Jetzt beheben wir dieses Codeproblem und stellen die Anwendung erneut bereit. Da nun die neue Version unserer App läuft und Daten an New Relic gehen, können wir unser Test-Curl-Skript erneut ausführen.

Danach erhalten wir nicht mehr das gleiche Ergebnis wie zuvor (also die Anmeldeinformationen des/der Juice Shop-Admin-Benutzer:in). Wir erhalten stattdessen die Meldung, dass wir eine ungültige E-Mail-Adresse oder ein ungültiges Passwort angegeben haben.
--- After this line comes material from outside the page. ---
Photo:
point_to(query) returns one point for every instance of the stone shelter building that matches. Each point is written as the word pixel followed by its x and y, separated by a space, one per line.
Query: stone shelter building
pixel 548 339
Dies ist tatsächlich das, was wir erwarten, und beweist, dass unser Bugfix im Erstanbieter-Quellcode den Fehler tatsächlich behoben hat.
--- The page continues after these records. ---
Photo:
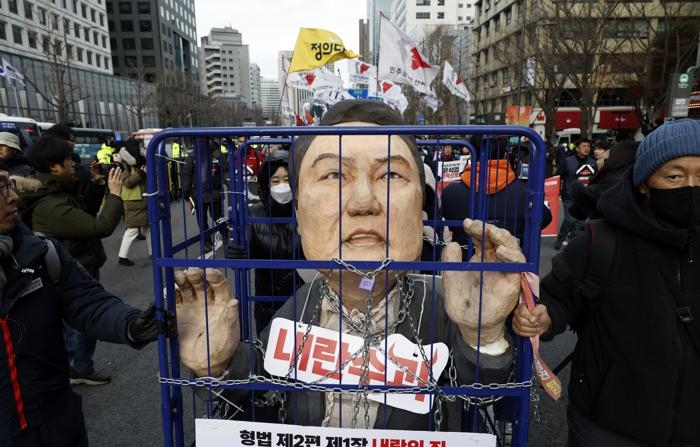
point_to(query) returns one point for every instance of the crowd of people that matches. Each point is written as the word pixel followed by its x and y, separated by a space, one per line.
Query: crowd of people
pixel 635 366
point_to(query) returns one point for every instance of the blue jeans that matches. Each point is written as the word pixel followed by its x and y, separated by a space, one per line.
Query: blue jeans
pixel 80 350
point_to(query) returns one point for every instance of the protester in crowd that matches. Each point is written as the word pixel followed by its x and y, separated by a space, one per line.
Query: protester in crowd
pixel 359 228
pixel 203 179
pixel 634 375
pixel 585 198
pixel 601 152
pixel 577 167
pixel 41 285
pixel 12 155
pixel 506 196
pixel 271 240
pixel 54 206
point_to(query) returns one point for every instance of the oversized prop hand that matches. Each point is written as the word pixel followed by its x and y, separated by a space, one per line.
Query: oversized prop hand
pixel 222 311
pixel 499 291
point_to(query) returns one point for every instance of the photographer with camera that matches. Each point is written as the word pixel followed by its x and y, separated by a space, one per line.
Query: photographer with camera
pixel 52 204
pixel 135 206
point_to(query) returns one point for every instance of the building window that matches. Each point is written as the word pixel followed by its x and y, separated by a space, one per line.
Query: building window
pixel 31 38
pixel 28 10
pixel 17 34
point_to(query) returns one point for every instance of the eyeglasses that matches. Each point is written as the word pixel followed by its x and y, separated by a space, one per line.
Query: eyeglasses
pixel 7 186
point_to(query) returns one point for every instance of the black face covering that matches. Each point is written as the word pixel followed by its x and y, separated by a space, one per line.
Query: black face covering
pixel 679 207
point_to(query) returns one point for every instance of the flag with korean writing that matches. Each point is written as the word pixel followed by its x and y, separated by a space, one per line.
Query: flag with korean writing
pixel 453 82
pixel 362 72
pixel 317 47
pixel 401 61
Wenn wir nun zurück zu unserer New Relic Benutzeroberfläche wechseln und in der Anwendung zum Abschnitt Vulnerability Management navigieren, werden Sie feststellen, dass die beiden ausnutzbaren Schwachstellen noch immer angezeigt werden. Allerdings sehen Sie auch, dass SQL Injection zuletzt vor ca. vier Stunden erkannt wurde, das Problem Reflected XSS jedoch immer noch besteht, da es nach dem Deployment erneut gemeldet wurde.

Fazit

Was ich Ihnen in diesem Beispiel gezeigt habe, ist der vollständige Ablauf eines interaktiven Anwendungssicherheitsscans. Ihre Anwendung wird untersucht und Tests werden ausgeführt, um ausnutzbare Schwachstellen zu finden.

Dabei haben wir nicht nur ein Problem identifiziert, sondern auch bestimmte Instanzen mit Testskripten erhalten, die wir wiederholt ausführen konnten, um tatsächlich zu beweisen, dass die identifizierten Probleme tatsächlich ausnutzbar sind. Nachdem wir das Problem in unserem Erstanbietercode behoben hatten, erstellten wir eine neue Version unserer Anwendung und stellten sie bereit. Diesmal konnten die Tests unseres New Relic IAST Agent für diesen Bereich unserer Anwendung nicht erfolgreich ausgeführt werden. Ich konnte die erfolgreiche Fehlerbehebung nachweisen, indem ich dasselbe Testskript ausführte und die Bestätigung erhielt, dass dies in unserer Anwendung kein Problem mehr darstellt.